My Space.com and dating sites .- Another huge NO NO.  Do you know how many predators and other malicious Internet criminals are out there searching for information about you? And you know all the possible things they can do with that information?  The mere concept of putting your name, your birthday, your favorite things, your picture, your face, your list of “friends”, your e-mail address, is a scary concept when you look at all the things that these perverts can end up doing with that information. 

 

Now, don’t get me wrong. If you want to advertise somewhere, something of interest to you, or a fun social/commercial event, sure, put it out there in sites like myspace.
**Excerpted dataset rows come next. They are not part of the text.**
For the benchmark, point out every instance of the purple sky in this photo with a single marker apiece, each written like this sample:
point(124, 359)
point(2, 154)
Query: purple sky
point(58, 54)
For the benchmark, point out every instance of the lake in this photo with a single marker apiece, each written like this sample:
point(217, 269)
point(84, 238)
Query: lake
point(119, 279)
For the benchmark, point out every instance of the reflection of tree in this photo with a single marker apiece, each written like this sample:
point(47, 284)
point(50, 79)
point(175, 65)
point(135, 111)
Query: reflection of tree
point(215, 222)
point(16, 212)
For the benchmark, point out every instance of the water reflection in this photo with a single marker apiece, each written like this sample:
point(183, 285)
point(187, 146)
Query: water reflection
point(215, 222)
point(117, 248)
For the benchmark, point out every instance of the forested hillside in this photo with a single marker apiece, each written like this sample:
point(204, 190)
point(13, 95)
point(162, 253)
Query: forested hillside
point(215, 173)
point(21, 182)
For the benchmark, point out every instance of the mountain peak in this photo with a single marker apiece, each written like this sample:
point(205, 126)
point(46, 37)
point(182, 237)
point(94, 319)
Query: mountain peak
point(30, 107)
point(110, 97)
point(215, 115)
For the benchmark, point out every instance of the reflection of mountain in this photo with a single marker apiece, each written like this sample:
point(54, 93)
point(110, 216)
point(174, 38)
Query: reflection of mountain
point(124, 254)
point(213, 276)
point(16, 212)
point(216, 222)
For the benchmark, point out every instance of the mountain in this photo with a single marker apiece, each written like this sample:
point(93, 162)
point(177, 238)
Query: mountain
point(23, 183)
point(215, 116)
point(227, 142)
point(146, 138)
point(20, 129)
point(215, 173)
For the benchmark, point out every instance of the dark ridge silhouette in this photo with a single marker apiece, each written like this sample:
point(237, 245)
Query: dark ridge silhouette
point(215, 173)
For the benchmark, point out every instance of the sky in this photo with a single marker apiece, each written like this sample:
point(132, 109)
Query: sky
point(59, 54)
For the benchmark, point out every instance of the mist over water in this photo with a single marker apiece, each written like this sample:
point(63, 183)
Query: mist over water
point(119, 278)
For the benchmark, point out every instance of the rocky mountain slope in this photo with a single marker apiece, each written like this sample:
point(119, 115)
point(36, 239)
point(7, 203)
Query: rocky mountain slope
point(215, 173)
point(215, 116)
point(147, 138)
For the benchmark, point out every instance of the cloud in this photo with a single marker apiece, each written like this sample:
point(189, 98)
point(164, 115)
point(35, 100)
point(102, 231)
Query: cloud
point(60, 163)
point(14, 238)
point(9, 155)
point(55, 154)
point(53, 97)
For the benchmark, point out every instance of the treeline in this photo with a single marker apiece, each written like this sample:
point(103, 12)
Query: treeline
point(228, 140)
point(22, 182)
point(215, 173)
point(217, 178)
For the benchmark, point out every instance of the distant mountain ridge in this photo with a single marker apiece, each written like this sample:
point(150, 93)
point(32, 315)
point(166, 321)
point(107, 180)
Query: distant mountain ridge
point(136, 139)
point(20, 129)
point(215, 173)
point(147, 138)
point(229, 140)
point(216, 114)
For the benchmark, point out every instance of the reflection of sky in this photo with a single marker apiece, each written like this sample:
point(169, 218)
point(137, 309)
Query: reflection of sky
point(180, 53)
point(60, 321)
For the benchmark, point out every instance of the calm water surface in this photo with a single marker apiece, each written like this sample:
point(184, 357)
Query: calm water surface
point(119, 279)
But I don’t care how safe you think you are, you just don’t put your personal information for the whole world to see. I know that all of us are driven by that need to be famous, but believe me, the famous don’t want it. They don’t do it. It’s just not safe, nor smart. Again, here the risks outweigh the benefits. I can understand a singer, or a club owner posting info about their music, their CD, their party but could you imagine Madonna or Tom Cruise, or Rosie or Oprah, posting their personal information on line that way, or worse, posting their picture on a dating site? 

 

What if some of you turn out to be rich and famous (or probably already are and you know exactly what I’m talking about) down the road and then you’ll regret those things you placed on line. (Think National Enquirer material, the Globe and the like).  I hate to sound like your mother but really, do yourself a favor; don’t bother with those dating sites. Don’t bother posting your name, your picture, or the like. Again, the risks outweigh the benefits. Meeting people on line with the purpose of romance and partnering, in my opinion, is like mental masturbation. You are nowhere near touching the real thing. Most of it is in your head and when it become reality, chances are it’ll turn out to disappoint you.

 

Believe me, there are enough disappointments already in the real world. Forget about cyber space for potential partners. Too much risk and too much exposure with too little benefit. Play it safe. Making friends online first it’s probably the safer way to go. See what happens. But for dating and romance, put your mouse and keyboard aside and work the physical flesh and bones world. Get a little daring and get out there and meet real people, especially if you live in a large city like NY. You have so many options. And here’s where the Internet is very handy. Find out where to go and go. So, get yourself pretty, and get all of your senses involved the next time you meet that potential romantic partner. Stay away from cyber space for that sole and intimate purpose. Use it for information gathering, where to go, tips on this or that, but not for this. I cannot say it enough.

 

In the next couple of days I will be addressing a major potential security issue that we all need to address, even when meeting “potential friends” online. But for now, I’ll end the aspect of meeting possible romantic partners on line by saying, “Don’t bother. Too much at stake. Risks outweigh the benefits.” In a rating system, I’d give the concept of meeting worthwhile romantic partners, online, a mere D.